Don protesta, mas acaba cedendo e faz a viagem rumo ao passado, ainda que com sérias restrições. E o filme se afasta de qualquer realismo.
CENAS DE COMÉDIA
Considere essa premissa: talvez um homem possa ter se relacionado com cinco diferentes mulheres, todas aproximadamente ao mesmo tempo, 20 anos antes. Mas o que é estranho é que todas vivem em diferentes cidades. O que era ele, um caixeiro-viajante?
Há trechos de extrema comédia. Laura (Sharon Stone) é uma viúva que nunca perdeu sua sensualidade e estilo de vida pouco convencional. E ela tem uma filha (Alexis Dziena), que mais do que mereceria ter o nome de Lolita. Laura tem comida pronta e cama quente para Don mesmo antes de ele perguntar se Lolita tem algum irmão.
Dora (Frances Conroy), por sua vez, abandonou sua vida hippie para se tornar uma burguesinha artificial, membro do time dos casados que vivem em uma verdadeira casa modelo.
Dra. Carmen (Jessica Lange) é uma médica que vê pacientes com animais problemáticos, com uma relação mais do que suspeita com sua assistente (Chloe Sevigny).
Quanto a Penny (Tilda Swinton), digamos apenas que o encontro é breve e violento, sugerindo que mais do que um resíduo de mágoa sobreviveu após 20 anos.
Some-se a isso o fato de que as mulheres não poderiam ser mais diferentes umas das outras. Talvez "Flores Partidas" seja um filme a respeito de um homem que não consegue descobrir qual mulher faz realmente seu gênero.
O filme, feito em Nova York e Nova Jersey, usa locações que, a exemplo de "Estranhos no Paraíso", de Jarmusch, poderiam ser em qualquer lugar. De modo que não se pode saber onde estamos nem descobrir quem é Don Johnston. A viagem a seu passado não revela absolutamente nada sobre ele, apenas faz surgirem perguntas sem resposta sobre as mulheres.

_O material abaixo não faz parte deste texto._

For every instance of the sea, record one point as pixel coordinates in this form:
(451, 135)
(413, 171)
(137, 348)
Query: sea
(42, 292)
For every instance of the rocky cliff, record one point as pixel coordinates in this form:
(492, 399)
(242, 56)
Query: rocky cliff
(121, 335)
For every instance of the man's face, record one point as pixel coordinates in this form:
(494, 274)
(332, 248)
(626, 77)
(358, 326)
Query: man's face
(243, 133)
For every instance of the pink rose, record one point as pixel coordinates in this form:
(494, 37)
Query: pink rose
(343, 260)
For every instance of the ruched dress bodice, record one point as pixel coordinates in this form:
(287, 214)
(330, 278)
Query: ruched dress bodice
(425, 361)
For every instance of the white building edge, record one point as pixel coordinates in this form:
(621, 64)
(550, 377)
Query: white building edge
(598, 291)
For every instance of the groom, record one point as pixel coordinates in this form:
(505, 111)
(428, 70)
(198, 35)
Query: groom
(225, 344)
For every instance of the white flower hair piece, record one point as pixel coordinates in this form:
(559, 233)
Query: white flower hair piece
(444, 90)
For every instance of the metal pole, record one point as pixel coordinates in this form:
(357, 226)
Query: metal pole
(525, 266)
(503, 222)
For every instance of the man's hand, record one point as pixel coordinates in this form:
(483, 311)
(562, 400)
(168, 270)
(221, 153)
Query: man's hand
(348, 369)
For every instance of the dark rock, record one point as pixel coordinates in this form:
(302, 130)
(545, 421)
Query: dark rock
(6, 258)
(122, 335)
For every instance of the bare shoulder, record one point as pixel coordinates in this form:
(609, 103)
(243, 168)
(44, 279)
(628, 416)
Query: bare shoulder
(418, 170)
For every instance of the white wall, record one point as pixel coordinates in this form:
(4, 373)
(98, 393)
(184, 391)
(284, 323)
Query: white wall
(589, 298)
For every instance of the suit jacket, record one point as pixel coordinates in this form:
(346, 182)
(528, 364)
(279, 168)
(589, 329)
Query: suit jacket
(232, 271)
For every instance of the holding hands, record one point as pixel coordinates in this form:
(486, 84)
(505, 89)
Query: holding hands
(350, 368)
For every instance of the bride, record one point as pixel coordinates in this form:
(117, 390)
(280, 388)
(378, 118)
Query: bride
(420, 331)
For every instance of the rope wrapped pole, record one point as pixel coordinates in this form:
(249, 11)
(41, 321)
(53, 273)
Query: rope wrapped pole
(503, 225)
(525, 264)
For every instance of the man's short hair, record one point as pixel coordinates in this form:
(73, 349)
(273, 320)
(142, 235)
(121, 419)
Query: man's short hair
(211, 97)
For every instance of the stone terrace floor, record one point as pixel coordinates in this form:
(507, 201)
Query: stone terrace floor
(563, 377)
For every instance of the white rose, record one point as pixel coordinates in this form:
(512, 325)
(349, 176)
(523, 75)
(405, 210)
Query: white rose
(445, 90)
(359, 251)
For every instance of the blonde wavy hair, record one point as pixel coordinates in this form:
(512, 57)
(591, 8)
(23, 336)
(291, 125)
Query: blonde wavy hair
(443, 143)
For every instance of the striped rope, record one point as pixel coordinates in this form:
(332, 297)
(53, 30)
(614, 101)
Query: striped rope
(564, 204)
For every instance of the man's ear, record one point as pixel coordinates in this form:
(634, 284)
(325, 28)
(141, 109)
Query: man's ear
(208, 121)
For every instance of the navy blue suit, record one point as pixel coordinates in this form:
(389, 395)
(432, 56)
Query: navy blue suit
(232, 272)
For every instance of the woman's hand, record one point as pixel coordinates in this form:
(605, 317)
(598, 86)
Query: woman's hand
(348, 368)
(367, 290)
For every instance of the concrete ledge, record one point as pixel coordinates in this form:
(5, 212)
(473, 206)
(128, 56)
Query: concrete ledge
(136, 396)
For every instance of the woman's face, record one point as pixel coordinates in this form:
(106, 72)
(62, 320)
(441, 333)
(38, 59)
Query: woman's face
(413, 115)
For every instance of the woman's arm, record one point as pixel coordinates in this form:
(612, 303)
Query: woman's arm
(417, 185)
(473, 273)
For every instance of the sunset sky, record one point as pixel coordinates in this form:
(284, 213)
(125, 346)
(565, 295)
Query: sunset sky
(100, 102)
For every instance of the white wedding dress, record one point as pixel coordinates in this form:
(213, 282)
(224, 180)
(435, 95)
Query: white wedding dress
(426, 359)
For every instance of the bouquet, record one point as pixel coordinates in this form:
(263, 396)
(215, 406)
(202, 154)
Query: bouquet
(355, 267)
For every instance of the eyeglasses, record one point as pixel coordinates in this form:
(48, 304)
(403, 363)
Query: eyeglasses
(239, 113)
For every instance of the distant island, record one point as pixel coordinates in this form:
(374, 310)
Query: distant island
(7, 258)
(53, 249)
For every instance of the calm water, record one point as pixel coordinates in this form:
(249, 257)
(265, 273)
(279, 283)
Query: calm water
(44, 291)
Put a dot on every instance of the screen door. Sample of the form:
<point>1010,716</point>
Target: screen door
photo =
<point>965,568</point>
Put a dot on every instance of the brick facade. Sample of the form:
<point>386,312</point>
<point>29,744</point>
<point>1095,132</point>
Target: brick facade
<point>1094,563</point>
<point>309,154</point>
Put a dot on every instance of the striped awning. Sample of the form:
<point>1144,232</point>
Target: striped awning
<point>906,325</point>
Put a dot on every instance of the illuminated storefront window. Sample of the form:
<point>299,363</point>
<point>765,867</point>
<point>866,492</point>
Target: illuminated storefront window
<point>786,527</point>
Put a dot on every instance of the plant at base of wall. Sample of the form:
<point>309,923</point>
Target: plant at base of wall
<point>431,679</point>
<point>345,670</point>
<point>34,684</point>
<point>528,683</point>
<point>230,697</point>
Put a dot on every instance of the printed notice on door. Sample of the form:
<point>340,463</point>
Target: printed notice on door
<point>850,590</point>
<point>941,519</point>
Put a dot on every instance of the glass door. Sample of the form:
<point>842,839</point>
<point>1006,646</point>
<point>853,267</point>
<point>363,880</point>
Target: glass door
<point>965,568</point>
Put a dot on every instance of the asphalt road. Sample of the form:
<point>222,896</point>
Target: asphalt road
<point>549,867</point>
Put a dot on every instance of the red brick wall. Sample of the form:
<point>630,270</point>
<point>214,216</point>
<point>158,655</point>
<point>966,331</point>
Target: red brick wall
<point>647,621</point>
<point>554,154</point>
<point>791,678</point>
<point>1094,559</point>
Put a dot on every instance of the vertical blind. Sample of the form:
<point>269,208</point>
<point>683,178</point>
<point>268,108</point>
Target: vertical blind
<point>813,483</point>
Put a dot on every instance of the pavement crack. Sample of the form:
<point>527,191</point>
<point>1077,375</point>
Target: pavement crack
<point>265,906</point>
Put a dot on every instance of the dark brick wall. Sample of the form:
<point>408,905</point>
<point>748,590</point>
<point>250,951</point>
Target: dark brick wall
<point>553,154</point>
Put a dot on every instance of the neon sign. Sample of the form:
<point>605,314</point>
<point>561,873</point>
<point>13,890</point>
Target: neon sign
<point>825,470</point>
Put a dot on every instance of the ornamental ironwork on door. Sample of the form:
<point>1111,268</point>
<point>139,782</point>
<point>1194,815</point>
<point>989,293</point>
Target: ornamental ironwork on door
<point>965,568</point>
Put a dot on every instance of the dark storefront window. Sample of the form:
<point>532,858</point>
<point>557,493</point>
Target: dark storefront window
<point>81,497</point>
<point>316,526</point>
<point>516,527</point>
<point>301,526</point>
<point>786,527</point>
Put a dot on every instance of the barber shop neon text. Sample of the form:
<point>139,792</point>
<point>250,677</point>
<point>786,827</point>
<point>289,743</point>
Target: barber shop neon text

Cada episódio leva uma atriz a desenvolver uma performance total, em contraste com o sonolento personagem de Murray. Não que Murray não faça rir. A cara que ele faz quando Winston parabeniza Don por ser pai não tem preço.
Mas o filme leva esse Don Juan dos subúrbios ao lugar onde ele começou -- um cara solitário que anseia por algo que não pode alcançar. Será que ele alcançará um dia?
Para um filme como esse, a cenografia e o figurino têm uma participação importante na composição dos personagens, e a equipe de Jarmusch fez um excelente trabalho. A música também desempenha seu papel, quando Winston dá a Don um CD para sua viagem que contém o que pode ser chamado de jazz de detetive.